O doutor Carlos gostava de alimentar os macaquinhos que vivem livremente no Morro do Hospital /Reprodução/FN

Morreu na terça-feira, dia 23, o doutor Carlos Alberto Krautler, médico que trabalhou por muitos anos no atendimento de plantão do Hospital Sagrada Família. No exercício desta função que o Doutor Carlos, tornou conhecido por quase todos os caienses.

Além do seu trabalho no hospital, ele tinha também uma clínica particular na sala 1 da galeria situada no centro da cidade, à rua Marechal Floriano Peixoto, ao lado da Casa Adam, onde prescrevia remédios homeopáticos.

Natural de Lajes, Santa Catarina, e foi um entre os 11 filhos de Joseph Wilhem Kräutler. Ou Guilherme Krautler como passou a ser chamado depois da sua naturalização. Durante a Segunda Guerra Mundial a Alemanha foi declarada nação inimiga do Brasil o que levou os alemães aqui residentes a serem discriminados no Brasil.

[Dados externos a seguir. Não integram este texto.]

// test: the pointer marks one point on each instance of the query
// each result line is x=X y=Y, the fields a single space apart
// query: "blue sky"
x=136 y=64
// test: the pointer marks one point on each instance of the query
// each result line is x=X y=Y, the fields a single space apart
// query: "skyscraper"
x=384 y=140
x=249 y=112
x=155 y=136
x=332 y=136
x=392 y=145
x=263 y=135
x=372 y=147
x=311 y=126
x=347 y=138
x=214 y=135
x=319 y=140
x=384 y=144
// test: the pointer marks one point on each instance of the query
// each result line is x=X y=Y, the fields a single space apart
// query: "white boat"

O doutor Carlos nasceu em 1951 e, quando jovem mudou-se para Porto Alegre, ingressou na Força Aérea Brasileira, onde atuou como especialista em comunicação aérea. Mesmo trabalhando na Aeronáutica, Carlos Krautler estudou medicina e formou-se em Medicina pela Universidade Federal de Ciências da Saúde, de Porto Alegre. Em 1994 ele desligou-se da Aeronáutica e passou a se dedicar totalmente à medicina.

Carlos Alberto mudou-se para o Caí, era casado com Nara Joice Job Krautler, mas sua esposa não se adaptou na cidade, por ser muito pequena, e o casal separou-se. Teve os filhos, Carlos Jonatan Job Krautler, 37 anos Daniel Job Krautler 36 anos e Andressa Mariana Job Krautler 21 anos e ainda os netos Matheus Vieira Job Krautler, hoje com cinco anos, e Isabela de Matos Krautler com quatro. Ele não casou novamente.

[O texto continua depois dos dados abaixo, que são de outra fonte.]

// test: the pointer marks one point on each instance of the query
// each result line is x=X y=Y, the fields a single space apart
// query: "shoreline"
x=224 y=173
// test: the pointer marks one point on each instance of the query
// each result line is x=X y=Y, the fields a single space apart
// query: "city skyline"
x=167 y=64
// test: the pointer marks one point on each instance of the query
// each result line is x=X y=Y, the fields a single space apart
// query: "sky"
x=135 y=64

Ultimamente o Doutor Carlos vivia na casa de repouso Aconchego e Felicidade, situada próxima ao hospital onde trabalhava.

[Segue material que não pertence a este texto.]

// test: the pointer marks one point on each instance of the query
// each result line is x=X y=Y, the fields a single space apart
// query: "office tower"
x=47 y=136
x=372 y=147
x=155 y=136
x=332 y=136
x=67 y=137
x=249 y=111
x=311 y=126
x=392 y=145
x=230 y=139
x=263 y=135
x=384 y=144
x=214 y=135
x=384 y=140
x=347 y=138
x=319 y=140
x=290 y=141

O Doutor Carlos era grande apreciador da leitura e não era de muita conversa. Homem muito culto. Faleceu na manhã desta terça-feira, dia 23 de outubro, com a idade de 67 anos. Ele sofria de DPOC, Doença Pulmonar Obstrutiva Crônica.

Na casa de repouso, onde residia ultimamente, ele gostava de alimentar os macaquinhos que vivem livremente no Morro do Hospital.

Dr. Carlos foi velado na funerária Forneck Mattana, no Caí, e a sua cremação será hoje às 10 horas no crematório Jardim da Memória em Novo Hamburgo.